Nach dem »Wirtschaftswunder« der Wiederaufbauzeit folgte zwangsläufig ein Abschwung, der den Vertretern der Neoklassik half, sich wieder in den Vordergrund zu spielen – allerdings mit dem Effekt, die Krisenerscheinungen zu beschleunigen. Unter den Neoklassischen Theorien versammelt sich eine Familie von Theorien, die weiterhin das rationale Handeln des homo oeconomicus und die Vollkommenheit des Marktes unterstellen. Typisch ist der allgemeine Paradigmenwechsel von Produktion in der Klassik hin zu Handel in der Neoklassik. Ein Teil beschäftigt sich mit der Weiterentwicklung der Gleichgewichtstheorie (Wegbereiter sind z. B. Léon Walras 1834 –1910 und Alfred Marshall 1842–1924). Ihr Ziel ist es, den optimalen Zustand einer Gesellschaft mit Hilfe mathematischer Schlussfolgerungen herzuleiten. Daraus entstehen Gleichungen, welche die von ihnen anerkannten relevanten Faktoren (wie Preis, Menge, Zeit, Lohn) in ihrem Verhältnis zueinander abbilden und variieren. Da sie davon ausgehen, dass die handelnden Subjekte aus eigenem Interesse das System optimieren wollen, müsse das System automatisch zum Gleichgewicht gelangen. Demzufolge könne es keine »unfreiwillige Arbeitslosigkeit« und Überproduktion geben, höchstens »freiwillige Sucharbeitslosigkeit« und bei Systemstörungen vorübergehend strukturelle Arbeitslose. Es wird angenommen, dass ein Gleichgewicht sich als Effekt der vielen optimierenden Einzelhandlungen rasch wieder ergebe. In der Wettbewerbspraxis bedeutet das aber Preis- und Lohndumping.

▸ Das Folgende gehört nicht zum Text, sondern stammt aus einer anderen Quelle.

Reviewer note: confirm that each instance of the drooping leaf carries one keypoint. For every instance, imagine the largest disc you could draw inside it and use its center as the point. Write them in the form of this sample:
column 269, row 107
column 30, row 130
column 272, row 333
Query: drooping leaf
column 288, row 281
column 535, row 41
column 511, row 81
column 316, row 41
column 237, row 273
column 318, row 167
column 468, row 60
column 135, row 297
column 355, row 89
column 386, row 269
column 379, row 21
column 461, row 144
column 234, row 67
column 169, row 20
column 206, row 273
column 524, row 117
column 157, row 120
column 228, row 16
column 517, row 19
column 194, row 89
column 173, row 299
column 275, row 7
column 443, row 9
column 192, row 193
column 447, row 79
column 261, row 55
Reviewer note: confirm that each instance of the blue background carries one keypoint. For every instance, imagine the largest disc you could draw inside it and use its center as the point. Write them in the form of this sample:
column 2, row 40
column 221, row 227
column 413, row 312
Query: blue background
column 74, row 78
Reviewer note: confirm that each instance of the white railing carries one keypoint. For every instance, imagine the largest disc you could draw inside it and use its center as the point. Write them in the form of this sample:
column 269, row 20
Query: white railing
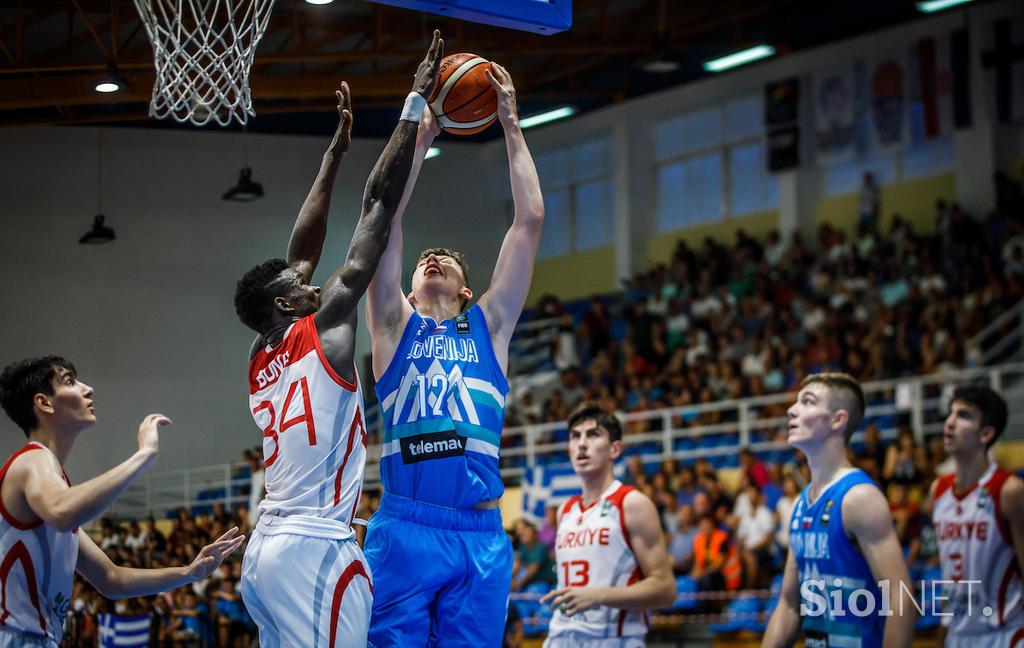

Spätere Vertreter der Neoklassik haben zum Ziel, dem Keynesianismus ein eigenständiges makroökonomisches Modell entgegenzustellen und entwickeln den Monetarismus (ihr Hauptproponent ist Milton Friedman, 1912–2006). Demnach pumpe das nachfrageorientierte Modell von Keynes – also der Staat – zu viel Geld in den Umlauf, wodurch Inflation entstehe. In Anschluss an die klassische Quantitätstheorie hänge das Preisniveau von der Geldmenge ab. Daher könnten Wirtschaftsabläufe über Geldmengensteuerung (Kredite, Zinsen) reguliert werden. Diese Rolle kommt seit Mitte der 1970er Jahre den Zentralbanken zu. Ziel ist es, die Geldmengen entsprechend dem Produktionspotenzial stabil wachsen zu lassen, was letztlich auch zu konstant wachsenden Lohneinkommen führen würde. Ebenso wie die Gleichgewichtstheoretiker blenden die Monetaristen relevante Faktoren aus – nichtsdestotrotz strahlten ihre Empfehlungen aufgrund ihrer Machtposition, ihrer Präsenz in den Massenmedien und in der Wissenschaft auf die betriebliche Praxis aus. Staatliche Eingriffe, die über die Gewährleistung von Vertragsfreiheit, Freihandel und Sicherheit hinausgehen, lehnen sie als störend und ineffizient ab; demgegenüber sprechen sie sich für angebotsorientierte Maßnahmen aus, welche die Produktionsbedingungen verbessern sollen. Ihre Politikempfehlungen sind bestimmt von Anreizstrukturen über Geldpolitik sowie De-Regulierungsmaßnahmen und Privatisierung öffentlicher Güter und Dienstleistungen. Seit den 1980er Jahren prägen sie auch in unseren Ländern die Wirtschaftspolitik.

 

Charakteristikum dessen, was wir heute Neoliberalismus nennen, ist insbesondere der Rückgriff auf den klassischen Laissez-faire-Liberalismus, was die Rolle des Staates betrifft. Der Nachtwächterstaat solle das ungestörte Wirken des Marktes sichern und mit der Bereitstellung von Infrastruktur (z. B. Verkehr, Telekommunikation, Energieversorgung, Bildung) ermöglichen bzw. ist man inzwischen dazu übergegangen, auch die öffentlich genutzte Infrastruktur zu »liberalisieren«, also nicht staatlich sondern privatwirtschaftlich zu betreiben. Die Ansicht, dass staatliche Regulierungen stören, mündete in Zeiten globaler Arbeitsteilung beispielsweise in die Erpressung von Steuerfreiheit als Lohn für die Ansiedlung von Produktionsstätten. Die Folge ist nicht der versprochene Trickle-down-Effekt (das langsame Durchsickern des Reichtums nach unten), sondern dass die Gewinne von den Konzernen vollständig abgezogen werden können; zurück bleiben leere Staatskassen und erschöpfte Beschäftigte. Die globale Wertschöpfungskette ist eine zu Gunsten der Kapital-Eigentümer.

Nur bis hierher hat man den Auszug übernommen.